Meyer J H, Gunn R N, Myers R, Grasby P M
MRC Cyclotron Unit, Imperial College School of Medicine, Hammersmith Hospital, DuCane Road, London, W12 0NN, United Kingdom.
Neuroimage. 1999 May;9(5):545-53. doi: 10.1006/nimg.1999.0431.
Recent advances allow robust computation of parametric maps of ligand-receptor binding from PET data sets. Parametric maps may be statistically analyzed at the voxel level, given suitable techniques for both the spatial normalization of image data into a standard space and the application of appropriate statistical tests. The purpose of this study was to spatially normalize parametric maps of [carbonyl-11C]WAY-100635 and [11C]raclopride binding using SPM 96 and ligand-specific templates. Ligand-specific templates were created from integral images taken from healthy subjects. For this, a MRI-based spatial normalization was used: T1-weighted MRI scans were coregistered to the PET integral images, and the spatial normalization of the MRI to the SPM 96 T1 MRI template was applied to the integral images. These integral images were meaned and smoothed to form [carbonyl-11C]WAY-100635 and [11C]raclopride templates. Reliability of spatial normalization using the ligand template method and the previous MRI-based spatial normalization was investigated by using a second set of integral images taken from a different cohort: Landmark coordinates were defined on all spatially normalized integral images. Mean coordinates were found in order to produce an overall (average) landmark for each location. For each image, at each location, the distance from the landmark coordinates to the overall landmark were found. A multivariate analysis of variance was used to examine the effects of observer variance, landmark location, and the method used. Visually acceptable templates were created. While observer variance was not significant, the landmark x method interaction was significant. The ligand template method had significantly smaller distances: Among the landmark locations with this method, the mean distances between individual image landmarks and overall image landmarks ranged from 1. 1 to 4.9 mm. The ligand template method provides a reliable approach for spatial normalization of PET ligand images.

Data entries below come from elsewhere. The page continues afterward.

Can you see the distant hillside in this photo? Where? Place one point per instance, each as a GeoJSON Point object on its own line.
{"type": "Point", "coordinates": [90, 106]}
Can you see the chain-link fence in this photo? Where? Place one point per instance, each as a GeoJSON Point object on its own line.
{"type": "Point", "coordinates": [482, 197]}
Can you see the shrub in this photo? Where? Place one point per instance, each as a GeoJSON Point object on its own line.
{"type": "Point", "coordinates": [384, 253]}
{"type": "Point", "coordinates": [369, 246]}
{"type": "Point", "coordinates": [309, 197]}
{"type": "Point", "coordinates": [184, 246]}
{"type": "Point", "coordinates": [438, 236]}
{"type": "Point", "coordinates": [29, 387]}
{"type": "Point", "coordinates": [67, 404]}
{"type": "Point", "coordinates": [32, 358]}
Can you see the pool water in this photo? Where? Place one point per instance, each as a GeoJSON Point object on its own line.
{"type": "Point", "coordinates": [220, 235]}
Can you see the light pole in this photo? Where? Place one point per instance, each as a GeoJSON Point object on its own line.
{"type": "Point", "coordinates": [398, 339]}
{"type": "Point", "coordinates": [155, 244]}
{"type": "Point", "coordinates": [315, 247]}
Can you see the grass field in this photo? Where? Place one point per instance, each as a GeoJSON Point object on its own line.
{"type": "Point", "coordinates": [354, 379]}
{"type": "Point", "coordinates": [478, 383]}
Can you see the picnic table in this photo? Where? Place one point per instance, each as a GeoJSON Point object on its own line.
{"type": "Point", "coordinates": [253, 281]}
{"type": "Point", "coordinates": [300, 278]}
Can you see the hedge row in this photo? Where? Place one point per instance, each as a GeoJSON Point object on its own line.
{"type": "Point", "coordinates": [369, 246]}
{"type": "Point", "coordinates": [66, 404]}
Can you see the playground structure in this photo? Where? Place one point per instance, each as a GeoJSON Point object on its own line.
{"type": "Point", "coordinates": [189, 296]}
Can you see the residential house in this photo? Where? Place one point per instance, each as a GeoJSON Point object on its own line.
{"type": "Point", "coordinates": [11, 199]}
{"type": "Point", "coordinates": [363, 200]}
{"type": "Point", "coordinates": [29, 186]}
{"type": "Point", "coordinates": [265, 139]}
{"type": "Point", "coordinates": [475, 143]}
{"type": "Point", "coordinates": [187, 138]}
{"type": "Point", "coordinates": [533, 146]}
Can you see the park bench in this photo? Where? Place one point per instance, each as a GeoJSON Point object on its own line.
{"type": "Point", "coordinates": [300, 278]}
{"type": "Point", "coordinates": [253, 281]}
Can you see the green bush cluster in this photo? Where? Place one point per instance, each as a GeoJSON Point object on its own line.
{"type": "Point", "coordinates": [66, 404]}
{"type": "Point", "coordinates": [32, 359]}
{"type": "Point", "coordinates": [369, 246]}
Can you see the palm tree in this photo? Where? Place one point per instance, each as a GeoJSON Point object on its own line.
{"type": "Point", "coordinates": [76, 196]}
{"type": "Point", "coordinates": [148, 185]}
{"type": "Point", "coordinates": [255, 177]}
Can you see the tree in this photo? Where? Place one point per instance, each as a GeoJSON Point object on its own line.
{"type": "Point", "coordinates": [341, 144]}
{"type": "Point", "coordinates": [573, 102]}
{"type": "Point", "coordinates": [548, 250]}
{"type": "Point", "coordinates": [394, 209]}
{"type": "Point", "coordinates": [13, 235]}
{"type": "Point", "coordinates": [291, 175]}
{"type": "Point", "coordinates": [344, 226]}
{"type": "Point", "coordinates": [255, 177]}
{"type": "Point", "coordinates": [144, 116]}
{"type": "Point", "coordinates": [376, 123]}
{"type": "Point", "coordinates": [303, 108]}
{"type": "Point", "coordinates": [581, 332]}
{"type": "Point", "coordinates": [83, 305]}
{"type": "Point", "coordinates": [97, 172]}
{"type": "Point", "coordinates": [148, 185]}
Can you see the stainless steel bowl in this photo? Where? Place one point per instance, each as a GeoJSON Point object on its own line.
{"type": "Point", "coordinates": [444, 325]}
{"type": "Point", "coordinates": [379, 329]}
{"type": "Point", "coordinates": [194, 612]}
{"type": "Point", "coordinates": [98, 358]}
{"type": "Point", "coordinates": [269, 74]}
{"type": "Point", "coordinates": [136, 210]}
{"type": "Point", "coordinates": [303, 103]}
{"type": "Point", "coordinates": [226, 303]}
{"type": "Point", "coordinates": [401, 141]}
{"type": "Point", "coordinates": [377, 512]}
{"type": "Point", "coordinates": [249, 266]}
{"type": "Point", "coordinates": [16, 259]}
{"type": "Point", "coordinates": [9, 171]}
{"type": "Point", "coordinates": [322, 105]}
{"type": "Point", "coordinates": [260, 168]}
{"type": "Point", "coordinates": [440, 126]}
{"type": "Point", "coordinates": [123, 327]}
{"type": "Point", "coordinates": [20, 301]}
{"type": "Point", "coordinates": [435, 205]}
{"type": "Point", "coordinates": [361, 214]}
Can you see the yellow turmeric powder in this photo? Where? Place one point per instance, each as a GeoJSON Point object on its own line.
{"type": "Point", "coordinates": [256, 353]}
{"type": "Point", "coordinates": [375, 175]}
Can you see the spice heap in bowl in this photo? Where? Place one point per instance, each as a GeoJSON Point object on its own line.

近期的进展使得从正电子发射断层扫描(PET)数据集中稳健地计算配体 - 受体结合的参数图成为可能。给定将图像数据空间归一化到标准空间以及应用适当统计检验的合适技术,参数图可以在体素水平上进行统计分析。本研究的目的是使用SPM 96和配体特异性模板对[羰基 - 11C]WAY - 100635和[11C]雷氯必利结合的参数图进行空间归一化。配体特异性模板是从健康受试者的积分图像创建的。为此,使用了基于磁共振成像(MRI)的空间归一化:将T1加权MRI扫描与PET积分图像进行配准,并将MRI到SPM 96 T1 MRI模板的空间归一化应用于积分图像。这些积分图像进行平均和平滑以形成[羰基 - 11C]WAY - 100635和[11C]雷氯必利模板。通过使用从不同队列获取的第二组积分图像,研究了使用配体模板方法和先前基于MRI的空间归一化进行空间归一化的可靠性:在所有空间归一化的积分图像上定义地标坐标。找到平均坐标以便为每个位置生成一个总体(平均)地标。对于每个图像,在每个位置,找到从地标坐标到总体地标的距离。使用多变量方差分析来检查观察者方差、地标位置和所使用方法的影响。创建了视觉上可接受的模板。虽然观察者方差不显著,但地标×方法的交互作用显著。配体模板方法的距离明显更小:在使用该方法的地标位置中,单个图像地标与总体图像地标之间的平均距离范围为1.1至4.9毫米。配体模板方法为PET配体图像的空间归一化提供了一种可靠的方法。